This example shows that the second inequality is sharp. The gap between slice rank and multi-slice rank can also be big, as shown in the next example.

Example 2. Define $f(x,y,z,w): X^4 \rightarrow \mathbb{F}, f(x,y,z,w)=\delta(x,y)\delta(z,w)$ . This function has slice rank $|X|$ and multi-slice rank 1.

Visually representing the differences

Clearly for $n=2$ , the three notions coincide, so we will consider the case $n=3$ to see the difference between tensor rank and (multi-)slice rank (in this case, the last two definitions of rank coincide). We will use a higher-dimensional version of the following fact: consider a function $f: A \times B \rightarrow \mathbb{F}$ and construct the matrix of values $M$ . Its rows are indexed by $A$ , its columns by $B$ and the $(a,b)$ -entry equals $f(a,b)$ . Then the following should be clear: $f$ has tensor rank (or (multi-)slice rank) 1 if and only if its matrix of values $M$ has matrix rank one.

When considering a function $f: A \times B \times C \rightarrow \mathbb{F}$ , we can construct a hypermatrix of values instead of a matrix, which should be seen as a 3D array of $|A||B||C|$ points. Here the notions of tensor rank and (multi-)slice are clearly not equivalent. For simplicity, suppose that $A = B = C = \{0,1\}$ , so we can draw the values of $f$ on the cube $\{0,1\}^3$ .

We can first consider the case when a function has tensor rank one. When drawing its associated hypermatrix with the values, we get the following picture.

Figure 1: The function has tensor rank one.

We see that in all three directions, we have ‘scalarity’ (by lack of a better word), by which I mean that (every value on) every hyperplane is a scalar multiple of (a value on) any parallel hyperplane. This clearly also holds if $A, B$ and $C$ are arbitrary finite sets. This is a quite strong condition, which seems natural to relax.

Suppose that the function has slice rank one, then the picture is the following.

Figure 2: The function has slice rank one.

Clearly, the property of scalarity of the hyperplanes in all directions / all parallel classes is now replaced by scalarity of hyperplanes in one direction, namely in the direction indexed by the set whose variable can be split off.

To understand the difference between slice rank and multi-slice rank, using this same idea of a hypermatrix of values, we would need to draw a 4D hypermatrix. We will make an attempt in doing so.
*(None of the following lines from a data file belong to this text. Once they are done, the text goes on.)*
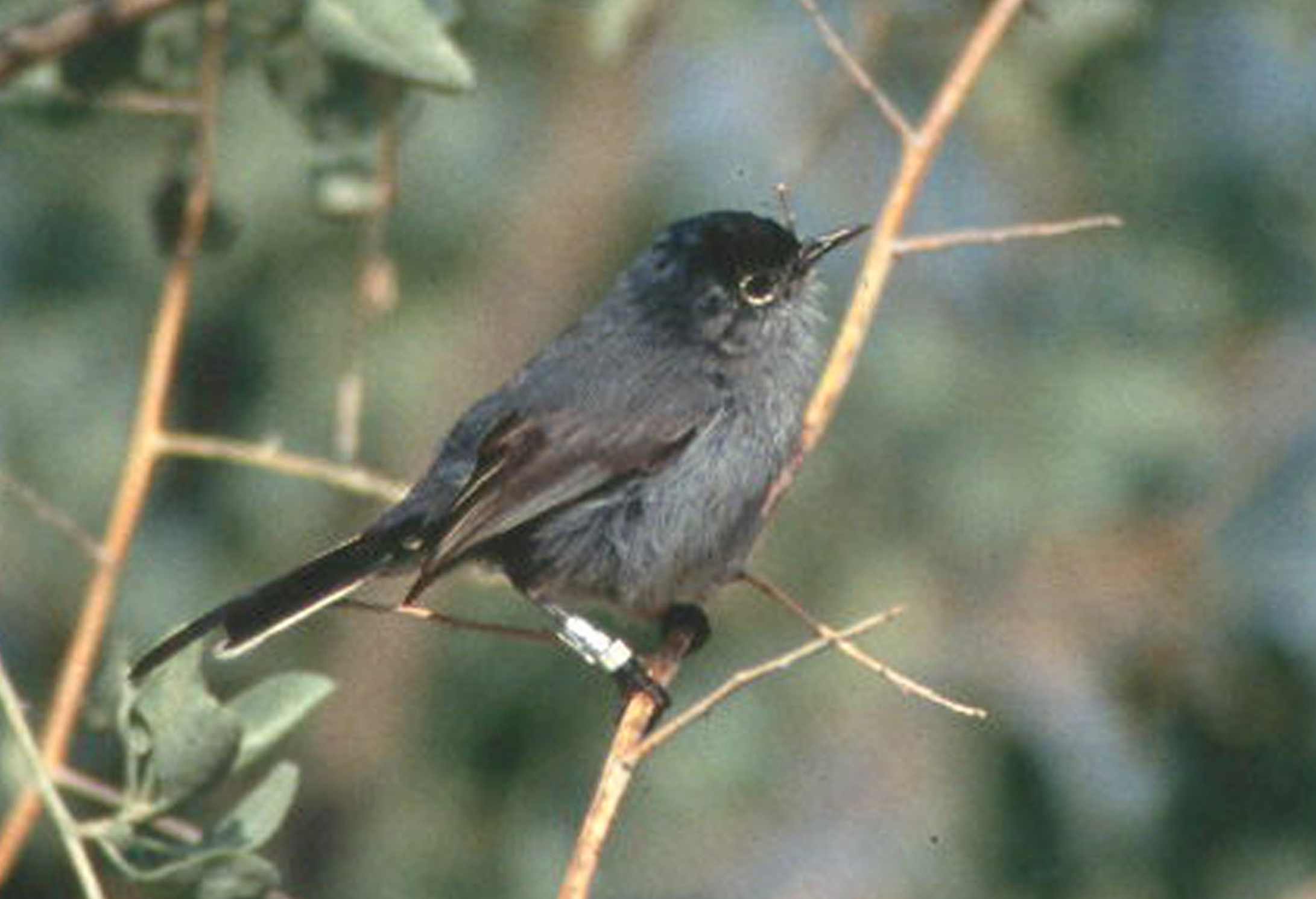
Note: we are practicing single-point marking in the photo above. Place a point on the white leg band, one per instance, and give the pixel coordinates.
(594, 645)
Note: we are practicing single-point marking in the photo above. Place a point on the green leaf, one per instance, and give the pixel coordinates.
(182, 739)
(240, 877)
(615, 25)
(274, 707)
(398, 37)
(258, 816)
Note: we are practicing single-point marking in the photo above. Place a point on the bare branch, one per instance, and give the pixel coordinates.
(749, 675)
(31, 42)
(916, 157)
(903, 682)
(856, 71)
(452, 622)
(995, 236)
(78, 665)
(352, 478)
(375, 285)
(52, 515)
(618, 771)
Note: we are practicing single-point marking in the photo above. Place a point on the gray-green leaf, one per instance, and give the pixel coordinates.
(259, 814)
(399, 37)
(239, 877)
(185, 740)
(274, 707)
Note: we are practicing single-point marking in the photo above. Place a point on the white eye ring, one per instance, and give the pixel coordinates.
(758, 289)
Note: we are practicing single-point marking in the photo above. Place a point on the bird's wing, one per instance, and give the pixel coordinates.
(531, 464)
(528, 466)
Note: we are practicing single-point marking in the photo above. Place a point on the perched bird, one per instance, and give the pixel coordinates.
(627, 464)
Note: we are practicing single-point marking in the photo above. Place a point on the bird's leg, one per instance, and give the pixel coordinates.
(612, 655)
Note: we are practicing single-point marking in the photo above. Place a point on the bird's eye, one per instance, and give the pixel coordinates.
(758, 290)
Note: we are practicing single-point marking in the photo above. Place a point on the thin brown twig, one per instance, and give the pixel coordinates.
(125, 101)
(916, 157)
(443, 619)
(619, 768)
(995, 236)
(87, 787)
(49, 514)
(31, 42)
(855, 69)
(903, 682)
(270, 457)
(375, 291)
(66, 825)
(78, 665)
(749, 675)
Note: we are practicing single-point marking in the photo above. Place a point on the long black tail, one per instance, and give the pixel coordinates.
(280, 603)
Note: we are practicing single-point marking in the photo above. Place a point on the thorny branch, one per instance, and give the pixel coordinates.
(78, 665)
(903, 682)
(269, 456)
(919, 149)
(31, 42)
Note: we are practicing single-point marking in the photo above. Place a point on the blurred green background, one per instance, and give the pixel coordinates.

We will again consider the simple case when all sets involved are $\{0,1\}$ . First we need to understand how one can draw a 4D cube in 2D.

A cube in 2D can be drawn as below: draw two squares, one sitting inside the other, and connect corresponding points of the squares.

cube in 2D

A 4D cube can be realised in 3D in the same way: take two cubes, one inside the other and connect corresponding points. However, this blog is as of now restricted to two dimensions (high hopes for the distant future!), so we need to draw these two cubes again the in plane. This can be done in the following way.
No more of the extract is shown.